As metáforas que tradicionalmente utilizamos para entender os dados são, hoje, insuficientes. Quando pensamos nos dados como uma commodity da nova economia, perdemos de vista o fato de que, diferente de outras commodities (e de qualquer bem material), quanto maior a quantidade de dados disponíveis, maior o valor desses dados. Quando pensamos nos dados como petróleo, que tem que ser refinado para gerar sabedoria e conhecimento, ignoramos que, diferente do petróleo, um mesmo dado pode ser refinado infinitas vezes, de infinitas maneiras diferentes, e continuar gerando valor. E quando pensamos nos dados como um produto digital, esquecemos que, diferente de outros produtos digitais, os dados são perecíveis.
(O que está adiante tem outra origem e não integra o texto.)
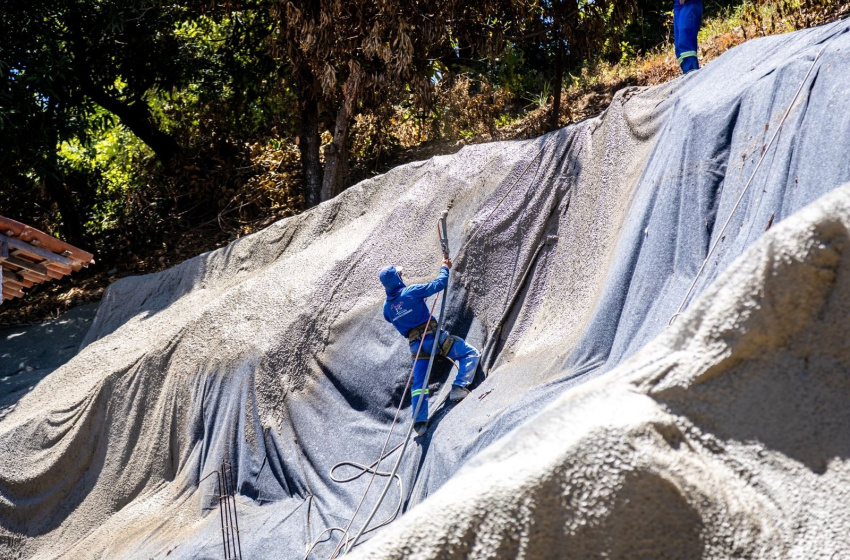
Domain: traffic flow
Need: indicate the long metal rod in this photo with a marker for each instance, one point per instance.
(220, 512)
(235, 516)
(720, 236)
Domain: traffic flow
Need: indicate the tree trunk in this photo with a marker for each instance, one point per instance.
(138, 119)
(309, 144)
(58, 191)
(555, 117)
(336, 156)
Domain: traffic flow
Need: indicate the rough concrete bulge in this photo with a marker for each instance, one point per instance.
(599, 432)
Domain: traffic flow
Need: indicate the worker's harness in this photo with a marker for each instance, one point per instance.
(414, 334)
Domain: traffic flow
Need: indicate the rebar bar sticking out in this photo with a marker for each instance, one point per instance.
(231, 542)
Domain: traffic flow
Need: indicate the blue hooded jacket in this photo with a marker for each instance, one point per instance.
(405, 306)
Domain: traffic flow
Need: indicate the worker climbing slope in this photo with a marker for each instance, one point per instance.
(405, 308)
(687, 19)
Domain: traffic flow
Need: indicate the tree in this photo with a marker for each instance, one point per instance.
(65, 59)
(351, 56)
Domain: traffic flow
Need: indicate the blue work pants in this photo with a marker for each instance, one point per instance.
(462, 354)
(687, 19)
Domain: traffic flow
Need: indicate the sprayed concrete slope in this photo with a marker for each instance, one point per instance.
(722, 438)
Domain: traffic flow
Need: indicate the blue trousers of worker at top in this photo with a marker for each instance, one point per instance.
(687, 19)
(465, 357)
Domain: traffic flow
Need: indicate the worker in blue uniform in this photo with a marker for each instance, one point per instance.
(687, 19)
(405, 308)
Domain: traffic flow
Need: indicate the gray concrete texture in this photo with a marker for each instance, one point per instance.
(599, 431)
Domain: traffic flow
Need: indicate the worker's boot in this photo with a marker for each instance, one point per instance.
(458, 393)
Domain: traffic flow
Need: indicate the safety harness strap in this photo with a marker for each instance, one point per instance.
(414, 334)
(445, 348)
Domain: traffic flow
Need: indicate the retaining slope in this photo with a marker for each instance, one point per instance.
(272, 353)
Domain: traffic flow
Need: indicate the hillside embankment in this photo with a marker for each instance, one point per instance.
(600, 431)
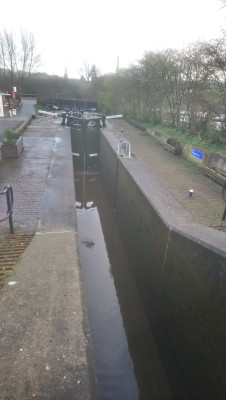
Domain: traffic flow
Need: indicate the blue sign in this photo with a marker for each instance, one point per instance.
(197, 154)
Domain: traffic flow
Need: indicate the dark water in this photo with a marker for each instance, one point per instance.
(128, 364)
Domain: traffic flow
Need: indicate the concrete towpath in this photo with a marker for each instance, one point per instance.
(176, 174)
(45, 349)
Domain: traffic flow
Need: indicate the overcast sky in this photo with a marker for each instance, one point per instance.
(69, 33)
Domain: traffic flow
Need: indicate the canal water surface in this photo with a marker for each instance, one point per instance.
(127, 357)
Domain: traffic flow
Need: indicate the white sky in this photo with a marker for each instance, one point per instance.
(70, 33)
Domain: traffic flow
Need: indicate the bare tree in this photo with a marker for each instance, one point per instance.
(18, 59)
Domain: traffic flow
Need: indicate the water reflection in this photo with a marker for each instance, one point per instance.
(128, 365)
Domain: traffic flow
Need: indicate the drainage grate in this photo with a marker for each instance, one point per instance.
(11, 249)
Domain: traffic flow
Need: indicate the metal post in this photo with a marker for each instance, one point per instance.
(9, 199)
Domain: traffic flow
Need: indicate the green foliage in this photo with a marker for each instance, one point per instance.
(10, 137)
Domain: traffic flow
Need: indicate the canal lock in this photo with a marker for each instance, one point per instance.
(130, 364)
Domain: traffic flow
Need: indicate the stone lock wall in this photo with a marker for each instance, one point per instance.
(180, 273)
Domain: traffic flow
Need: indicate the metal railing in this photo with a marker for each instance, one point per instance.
(124, 148)
(8, 191)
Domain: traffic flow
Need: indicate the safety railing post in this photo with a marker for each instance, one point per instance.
(8, 191)
(9, 199)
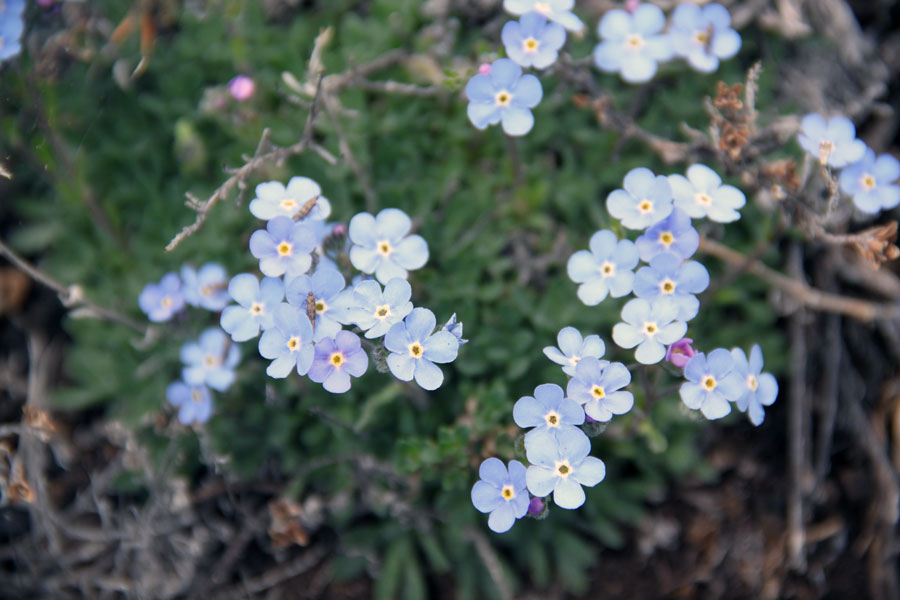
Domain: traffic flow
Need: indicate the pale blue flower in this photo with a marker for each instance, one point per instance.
(210, 360)
(283, 247)
(289, 343)
(501, 492)
(597, 385)
(703, 35)
(711, 383)
(255, 307)
(558, 11)
(414, 349)
(871, 182)
(207, 287)
(560, 464)
(632, 43)
(375, 311)
(673, 234)
(162, 300)
(761, 389)
(573, 348)
(194, 402)
(503, 96)
(273, 199)
(701, 194)
(645, 201)
(650, 327)
(336, 359)
(607, 269)
(532, 41)
(381, 246)
(670, 279)
(832, 143)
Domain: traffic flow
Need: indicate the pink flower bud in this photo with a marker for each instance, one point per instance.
(680, 352)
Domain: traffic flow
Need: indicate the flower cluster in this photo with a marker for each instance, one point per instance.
(870, 180)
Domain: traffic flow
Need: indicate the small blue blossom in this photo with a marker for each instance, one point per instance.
(283, 247)
(162, 300)
(650, 327)
(560, 464)
(336, 359)
(597, 386)
(669, 279)
(673, 234)
(532, 41)
(632, 43)
(414, 349)
(501, 492)
(703, 35)
(711, 383)
(832, 143)
(871, 182)
(607, 269)
(645, 201)
(761, 389)
(381, 246)
(288, 343)
(329, 298)
(503, 96)
(701, 194)
(273, 199)
(194, 402)
(210, 360)
(548, 411)
(573, 348)
(375, 311)
(255, 307)
(558, 11)
(206, 288)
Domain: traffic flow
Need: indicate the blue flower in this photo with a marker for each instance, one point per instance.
(255, 308)
(336, 359)
(532, 41)
(381, 246)
(669, 279)
(548, 411)
(711, 383)
(330, 300)
(597, 386)
(194, 402)
(503, 95)
(289, 343)
(606, 269)
(210, 360)
(501, 492)
(274, 200)
(701, 194)
(832, 143)
(162, 300)
(375, 311)
(558, 11)
(703, 35)
(283, 247)
(673, 234)
(645, 201)
(560, 464)
(206, 288)
(871, 182)
(572, 348)
(650, 327)
(414, 349)
(11, 27)
(761, 388)
(632, 43)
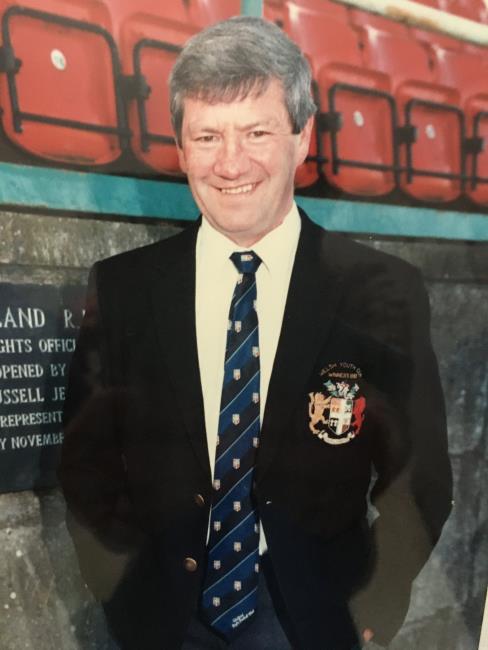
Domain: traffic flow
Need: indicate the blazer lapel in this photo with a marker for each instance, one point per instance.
(306, 323)
(173, 300)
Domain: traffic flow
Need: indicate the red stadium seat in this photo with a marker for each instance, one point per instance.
(211, 11)
(472, 9)
(354, 150)
(58, 91)
(150, 35)
(432, 125)
(467, 71)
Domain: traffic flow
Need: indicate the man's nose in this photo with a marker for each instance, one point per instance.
(232, 159)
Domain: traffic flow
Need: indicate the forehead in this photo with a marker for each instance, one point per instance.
(267, 106)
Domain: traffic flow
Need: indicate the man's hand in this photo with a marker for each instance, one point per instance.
(368, 634)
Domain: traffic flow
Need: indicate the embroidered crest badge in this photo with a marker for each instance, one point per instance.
(336, 413)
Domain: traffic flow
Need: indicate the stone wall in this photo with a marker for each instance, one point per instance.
(43, 602)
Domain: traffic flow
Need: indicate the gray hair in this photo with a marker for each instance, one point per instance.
(235, 57)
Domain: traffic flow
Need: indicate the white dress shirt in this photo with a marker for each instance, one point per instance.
(216, 278)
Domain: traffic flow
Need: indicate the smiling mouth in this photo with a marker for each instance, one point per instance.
(242, 189)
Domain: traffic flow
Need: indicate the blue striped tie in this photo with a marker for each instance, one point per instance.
(231, 581)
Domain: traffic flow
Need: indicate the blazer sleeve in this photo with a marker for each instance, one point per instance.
(92, 471)
(412, 496)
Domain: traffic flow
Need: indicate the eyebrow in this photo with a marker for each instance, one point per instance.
(262, 124)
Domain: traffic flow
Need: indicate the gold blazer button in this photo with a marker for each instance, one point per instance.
(199, 500)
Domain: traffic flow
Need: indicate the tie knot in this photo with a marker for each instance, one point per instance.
(246, 261)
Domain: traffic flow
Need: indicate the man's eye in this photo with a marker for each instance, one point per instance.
(206, 138)
(255, 135)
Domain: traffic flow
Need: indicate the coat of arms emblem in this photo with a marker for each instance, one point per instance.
(336, 413)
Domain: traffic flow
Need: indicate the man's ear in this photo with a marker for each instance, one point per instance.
(181, 158)
(304, 139)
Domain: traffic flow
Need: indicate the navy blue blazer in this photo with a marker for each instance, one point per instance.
(354, 397)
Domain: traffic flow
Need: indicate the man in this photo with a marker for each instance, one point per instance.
(235, 387)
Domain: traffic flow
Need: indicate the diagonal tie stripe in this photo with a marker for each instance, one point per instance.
(255, 426)
(229, 594)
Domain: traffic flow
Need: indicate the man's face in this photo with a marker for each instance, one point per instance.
(240, 158)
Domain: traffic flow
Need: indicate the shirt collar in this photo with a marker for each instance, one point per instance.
(275, 249)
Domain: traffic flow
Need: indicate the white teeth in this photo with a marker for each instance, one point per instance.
(237, 190)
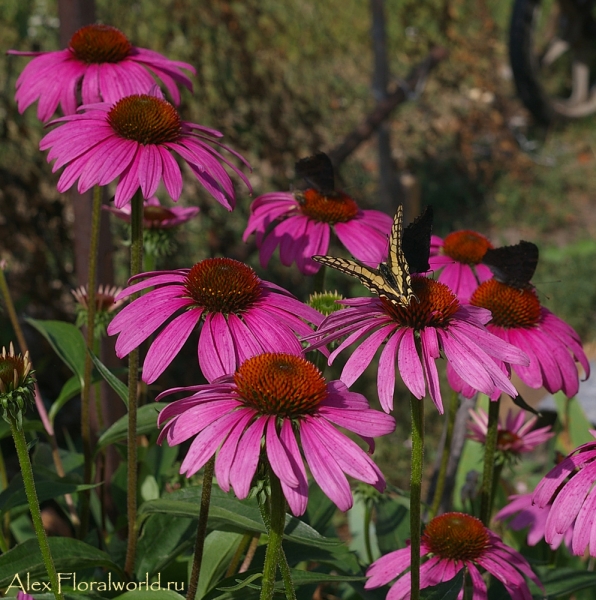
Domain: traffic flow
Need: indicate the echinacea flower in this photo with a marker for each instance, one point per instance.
(273, 405)
(133, 139)
(17, 385)
(569, 489)
(514, 436)
(552, 346)
(102, 64)
(300, 224)
(438, 324)
(526, 514)
(157, 216)
(243, 316)
(459, 255)
(450, 543)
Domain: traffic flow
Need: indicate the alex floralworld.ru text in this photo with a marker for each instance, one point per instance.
(69, 580)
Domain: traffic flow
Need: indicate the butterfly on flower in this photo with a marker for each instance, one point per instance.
(391, 280)
(513, 265)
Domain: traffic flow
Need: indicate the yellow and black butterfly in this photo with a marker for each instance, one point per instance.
(410, 255)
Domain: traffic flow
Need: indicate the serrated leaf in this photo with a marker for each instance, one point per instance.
(146, 423)
(447, 590)
(220, 547)
(69, 556)
(161, 541)
(111, 379)
(67, 342)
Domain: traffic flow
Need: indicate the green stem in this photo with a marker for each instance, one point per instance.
(490, 449)
(442, 476)
(86, 391)
(27, 474)
(201, 529)
(319, 280)
(276, 530)
(417, 407)
(367, 520)
(242, 546)
(136, 261)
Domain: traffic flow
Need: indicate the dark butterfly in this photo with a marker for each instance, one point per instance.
(513, 265)
(392, 279)
(317, 172)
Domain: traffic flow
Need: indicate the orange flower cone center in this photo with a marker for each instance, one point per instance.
(456, 536)
(100, 44)
(280, 384)
(467, 247)
(145, 119)
(157, 214)
(510, 307)
(223, 285)
(436, 307)
(336, 208)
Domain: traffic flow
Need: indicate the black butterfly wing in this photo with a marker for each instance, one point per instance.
(317, 171)
(513, 265)
(416, 242)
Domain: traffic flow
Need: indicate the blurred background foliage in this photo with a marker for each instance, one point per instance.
(283, 80)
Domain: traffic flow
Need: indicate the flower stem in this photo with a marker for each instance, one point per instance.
(201, 528)
(490, 449)
(417, 407)
(442, 476)
(43, 415)
(27, 473)
(277, 524)
(86, 391)
(136, 260)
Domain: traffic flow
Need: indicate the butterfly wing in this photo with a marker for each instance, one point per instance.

Sim, todos os dados têm um prazo de validade. Em alguns casos, isso é intuitivo: o telefone ou e-mail de contato que você usa para falar com os seus clientes hoje não vai funcionar para sempre. Daqui a alguns anos – ou meses – a pessoa vai trocar de número, ou mudar de trabalho, e os contatos anteriores não vão mais estar valendo. Em outros casos, é mais difícil de entender: por diferentes motivos, uma pessoa pode solicitar uma alteração do seu nome nos registros públicos, invalidando todos os seus documentos de identificação.
E, para complicar ainda mais a questão, o prazo de validade da informação não é algo estático, mas sim um conceito dinâmico. Um telefone celular pré-pago tem um tempo de vida menor do que um telefone fixo. Um e-mail de trabalho dura menos que um e-mail pessoal. Mudanças contextuais, geográficas, ou mesmo sociais, impactam e alteram o prazo de validade das informações, tornando o trabalho de mapeamento deste prazo em algo complexo e contínuo.
Independente da complexidade, no entanto, esse mapeamento precisa ser feito. A explosão de vazamentos de dados dos últimos anos transformou as diretrizes e preocupações com proteção de dados das empresas, tornando as avaliações de segurança da informação como procedimentos corriqueiros. A utilização de dados fora do seu prazo de validade pode trazer problemas financeiros, jurídicos e institucionais para uma organização tão grande quanto qualquer violação de seus sistemas, mas não vemos nenhuma empresa analisando a validade de suas informações de maneira constante e contínua.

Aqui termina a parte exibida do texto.